Principal Component Analysis
This analysis calculates eigenvalues and eigenvectors (principal components) of the matrix of covariances of rate histograms. The analysis creates population vectors corresponding to the principal components.
Parameters
Parameter |
Description |
---|---|
Bin |
Bin size in seconds. |
Vectors Prefix |
A string specifying how the population vector names will be generated. For example, if prefix is pca1, the vector names will be pca1_01, pca1_02, etc. |
Select Data |
If Select Data is From Time Range, only the data from the specified (by Select Data From and Select Data To parameters) time range will be used in analysis. See also Data Selection Options. |
Select Data From |
Start of the time range in seconds. |
Select Data To |
End of the time range in seconds. |
Interval filter |
Specifies the interval filter that will be used to preselect data before analysis. See also Data Selection Options. |
Send to Matlab |
An option to send the matrix of numerical results to Matlab. See also Matlab Options. |
Matrix Name |
Specifies the name of the results matrix in Matlab workspace. |
Matlab command |
Specifies a Matlab command that is executed after the numerical results are sent to Matlab. |
Send to Excel |
An option to send numerical results or summary of numerical results to Excel. See also Excel Options. |
Sheet Name |
The name of the worksheet in Excel where to copy the numerical results. |
TopLeft |
Specifies the Excel cell where the results are copied. Should be in the form CR where C is Excel column name, R is the row number. For example, A1 is the top-left cell in the worksheet. |
Summary of Numerical Results
The following information is available in the Summary of Numerical Results
Column |
Description |
---|---|
Variable |
Variable name and PCA statistics name. |
pca1_N |
The weight of the variable in the N-th eigenvector. The rows at the bottom of the table also show Eigenvalue of this eigenvector, % of variance it explains, and the cumulative percent of the variance explained by this and preceding eigenvectors. |
Corr with VAR |
Correlation with the specified variable. |
Numerical Results
The Results sheet shows for each neuron the weights this neuron has in all the eigenvectors.
Algorithm
Step 1
Rate histograms are calculated for each of the selected neurons.

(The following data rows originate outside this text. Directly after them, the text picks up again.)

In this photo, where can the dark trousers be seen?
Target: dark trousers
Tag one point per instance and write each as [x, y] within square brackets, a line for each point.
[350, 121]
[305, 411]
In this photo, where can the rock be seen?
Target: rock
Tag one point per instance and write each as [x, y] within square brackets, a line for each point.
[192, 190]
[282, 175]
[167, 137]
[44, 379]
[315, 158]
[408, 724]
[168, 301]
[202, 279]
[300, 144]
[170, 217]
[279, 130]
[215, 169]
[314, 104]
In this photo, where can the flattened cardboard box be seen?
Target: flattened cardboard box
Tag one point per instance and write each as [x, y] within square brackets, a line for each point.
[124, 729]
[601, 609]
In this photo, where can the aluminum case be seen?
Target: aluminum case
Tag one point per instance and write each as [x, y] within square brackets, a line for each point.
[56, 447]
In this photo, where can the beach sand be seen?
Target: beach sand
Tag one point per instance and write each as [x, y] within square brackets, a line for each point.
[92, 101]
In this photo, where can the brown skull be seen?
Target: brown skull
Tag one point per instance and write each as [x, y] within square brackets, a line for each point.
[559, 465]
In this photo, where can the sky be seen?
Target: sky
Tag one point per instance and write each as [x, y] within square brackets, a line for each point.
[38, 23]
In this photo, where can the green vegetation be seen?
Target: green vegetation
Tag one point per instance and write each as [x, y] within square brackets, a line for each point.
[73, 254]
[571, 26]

The time axis is divided into bins. The first bin is [XMin, XMin+Bin)
. The second bin is [XMin+Bin, Xmin+Bin*2)
, etc.
The left end is included in each bin, the right end is excluded from the bin.
For each bin, the number of events (spikes) in this bin is calculated.
For example, for the first bin
bin_count = number of timestamps (ts) such that ts >= XMin and ts < XMin + Bin
Bin counts are calculated in such a way for all the selected variables to produce in a matrix
bin_count[i, j]
, where i
is the neuron number, j
is the bin number.
Step 2
The matrix of covariances between neurons c[t, s]
is calculated:
c[t, s] = correlation between vectors bin_count[t, *] and bin_count[s, *], s, t = 1, ...,number_of_selected_neurons.
Step 3
The eigenvalues and eigenvectors are calculated for the matrix c[t, s].
The eigenvectors (principal components) are sorted according to their eigenvalues.
The first principal component has the largest eigenvalue.
Each principal component becomes a new population vector in the data file.